8.2. Publishing datasets to Git repository hosting

Because DataLad datasets are Git repositories, it is possible to push datasets to any Git repository hosting service, such as GitHub, GitLab, Gin, Bitbucket, Gogs, or Gitea. These published datasets are ordinary siblings of your dataset, and among other advantages, they can constitute a back-up, an entry-point to retrieve your dataset for others or yourself, the backbone for collaboration on datasets, or the means to enhance visibility, findability and citeability of your work1. This section contains a brief overview on how to publish your dataset to different services.

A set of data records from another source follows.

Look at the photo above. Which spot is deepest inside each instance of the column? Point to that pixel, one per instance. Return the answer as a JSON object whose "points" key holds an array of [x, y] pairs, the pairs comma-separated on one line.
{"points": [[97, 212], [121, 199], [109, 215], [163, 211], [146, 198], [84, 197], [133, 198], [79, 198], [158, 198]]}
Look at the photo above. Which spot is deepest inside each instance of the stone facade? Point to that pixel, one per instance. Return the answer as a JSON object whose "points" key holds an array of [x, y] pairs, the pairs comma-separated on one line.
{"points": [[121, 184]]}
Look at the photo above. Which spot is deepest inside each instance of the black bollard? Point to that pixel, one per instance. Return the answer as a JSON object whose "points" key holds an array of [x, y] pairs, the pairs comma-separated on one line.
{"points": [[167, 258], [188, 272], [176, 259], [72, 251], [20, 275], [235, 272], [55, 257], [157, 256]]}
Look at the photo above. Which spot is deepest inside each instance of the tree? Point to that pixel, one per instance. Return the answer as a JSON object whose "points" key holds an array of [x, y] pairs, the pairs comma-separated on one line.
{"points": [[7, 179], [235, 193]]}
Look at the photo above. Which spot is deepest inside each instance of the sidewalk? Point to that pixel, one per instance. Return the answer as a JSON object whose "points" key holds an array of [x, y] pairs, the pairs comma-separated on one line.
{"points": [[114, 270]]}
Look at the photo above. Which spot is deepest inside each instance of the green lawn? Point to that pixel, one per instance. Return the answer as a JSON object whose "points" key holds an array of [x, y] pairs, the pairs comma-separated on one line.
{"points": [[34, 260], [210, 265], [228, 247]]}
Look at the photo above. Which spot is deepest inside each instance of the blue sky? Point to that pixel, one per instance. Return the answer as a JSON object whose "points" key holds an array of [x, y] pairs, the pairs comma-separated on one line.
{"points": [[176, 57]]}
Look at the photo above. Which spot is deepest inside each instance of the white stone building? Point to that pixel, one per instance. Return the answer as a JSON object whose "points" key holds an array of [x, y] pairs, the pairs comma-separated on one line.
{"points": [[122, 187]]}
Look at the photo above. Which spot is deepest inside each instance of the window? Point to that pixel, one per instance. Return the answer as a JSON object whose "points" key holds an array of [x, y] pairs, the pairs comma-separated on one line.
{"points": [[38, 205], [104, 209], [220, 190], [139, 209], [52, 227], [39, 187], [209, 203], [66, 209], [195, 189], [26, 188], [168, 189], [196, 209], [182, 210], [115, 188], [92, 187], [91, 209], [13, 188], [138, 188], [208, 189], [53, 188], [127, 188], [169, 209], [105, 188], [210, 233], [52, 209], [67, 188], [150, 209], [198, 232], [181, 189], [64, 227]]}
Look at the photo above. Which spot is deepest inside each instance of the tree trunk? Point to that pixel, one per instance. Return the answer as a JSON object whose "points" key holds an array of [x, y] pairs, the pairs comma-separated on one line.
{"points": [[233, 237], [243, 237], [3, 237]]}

8.2.1. Git repository hosting and annexed data

As outlined in a number of sections before, Git repository hosting sites typically do not support dataset annexes - some, like gin however, do. Depending on whether or not an annex is supported, you can push either only your Git history to the sibling, or the complete dataset including annexed file contents. You can find out whether a sibling on a remote hosting services carries an annex or not by running the datalad siblings command. A +, -, or ? sign in parenthesis indicates whether the sibling carries an annex, does not carry an annex, or whether this information isn’t yet known. In the example below you can see that a public GitHub repository https://github.com/psychoinformatics-de/studyforrest-data-phase2 does not carry an annex on github (the sibling origin), but that the annexed data are served from an additional sibling mddatasrc (a special remote with annex support). Even though the dataset sibling on GitHub does not serve the data, it constitutes a simple, findable access point to retrieve the dataset, and can be used to provide updates and fixes via pull requests, issues, etc.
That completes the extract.